Sharpe Ratio – what’s the risk return trade-off we are dealing with?

What is the Sharpe Ratio?

The Sharpe Ratio, also known as the Sharpe Index, was proposed by William Sharpe in 1966. Professor Sharpe derived a formula which compares the return on investment and its associated risk. The Sharpe Index shows a trade-off between risk and return of an investment or a portfolio.  

Investors use the Sharpe ratio to understand the performance of a share or their portfolio. Investors also use the Sharpe ratio to compare numerous funds with similar risk-return profiles.

To calculate the Sharpe Ratio, the risk premium of a security or portfolio is divided by the standard deviation of that fund or portfolio.   


Sharpe Ratio= (Return of the portfolio – Return of Risk-Free Asset)/ Standard Deviation of Portfolio

Symbolic Representation:

Sharpe Ratio= (Rp – Rf)/ σp
  • Return of the Portfolio: A portfolio’s return is the total performance of all the investments; it represents the total profit or loss that is produced over a certain period. It is a crucial metric that investors use to understand how well their investment plan is working and how well the portfolio can achieve their financial goals.
  • Risk-Free Rate: The risk-free rate is a theoretical rate of return earned on risk-free assets. The return on these risk-free assets is the minimum return, and in many risk-return assessments, the risk-free rate acts as the base. Example: Government bonds or Treasury Bills can be a good benchmark.
  • Standard Deviation of Portfolio: Standard Deviation is a statistical tool which measures the degree of fluctuation between an individual value and the mean of a probability distribution. In the investment frontier, the standard deviation measures the risk and volatility of an investment or portfolio. It showcases the variability of the return from the principal return of the investment. It is crucial to know that the lower the standard deviation, the lower the risk, and the higher the standard deviation, the greater the risk. Depending upon the standard deviation, the Sharpe ratio also fluctuates. If the standard deviation is more, the Sharpe ratio will be high. If the standard deviation is low, the Sharpe ratio will be high.

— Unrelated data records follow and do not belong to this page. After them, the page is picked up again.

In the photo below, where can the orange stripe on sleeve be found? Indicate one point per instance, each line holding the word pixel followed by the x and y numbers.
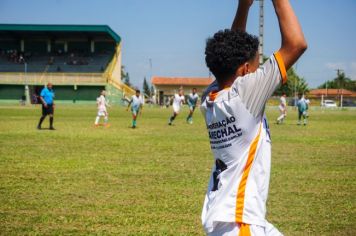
pixel 240 200
pixel 244 230
pixel 281 66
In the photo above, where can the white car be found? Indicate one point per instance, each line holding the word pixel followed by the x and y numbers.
pixel 329 103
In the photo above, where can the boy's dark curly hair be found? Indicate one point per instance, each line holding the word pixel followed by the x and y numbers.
pixel 227 50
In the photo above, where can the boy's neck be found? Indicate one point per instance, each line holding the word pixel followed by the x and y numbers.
pixel 226 83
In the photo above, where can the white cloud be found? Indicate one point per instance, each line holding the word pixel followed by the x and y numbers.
pixel 335 65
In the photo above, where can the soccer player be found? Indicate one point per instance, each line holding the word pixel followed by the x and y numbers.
pixel 282 109
pixel 302 110
pixel 235 202
pixel 46 98
pixel 178 101
pixel 102 110
pixel 192 103
pixel 136 103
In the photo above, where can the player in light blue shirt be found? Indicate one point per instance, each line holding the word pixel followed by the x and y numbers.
pixel 192 103
pixel 302 110
pixel 46 98
pixel 136 103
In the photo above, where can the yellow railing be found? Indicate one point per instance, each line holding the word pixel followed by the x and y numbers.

Market Risk Premium: When we subtract a risk-free return from the expected return of a security, we get a risk premium. The risk premium helps investors evaluate potential investments by understanding the extra return earned for the additional risk taken. The risk premium is the extra return on investment earned for taking additional risk compared to a risk-free investment.

Risk Premium= Return of the portfolio – Return of Risk Free Asset

Sharpe Ratio’s Threshold:

Investors use the Sharpe ratio to grade a company before making investment decisions.

  • A Sharpe ratio of less than (>) 1 is considered poor for investment purposes. 
  • A ratio scaling between 1 – 1.99 is considered adequate
  • The Sharpe index is between 2 and 2.99, which investors interpret as very good
  • And if the Sharpe ratio is above 3, it is viewed as excellent.      

Real-Life Example of Sharpe Ratio

Let’s understand the calculation of the Sharpe ratio of the S&P 500 from 2014 to 2023:

sharpe ratio S&P 500 index


For the calculation, we have taken the S&P 500 returns of 10 years i.e. from 2014 to 2023. These returns are recorded on 31st December of every year. We are considering the present rate of a 10-year US Treasury for the risk-free rate.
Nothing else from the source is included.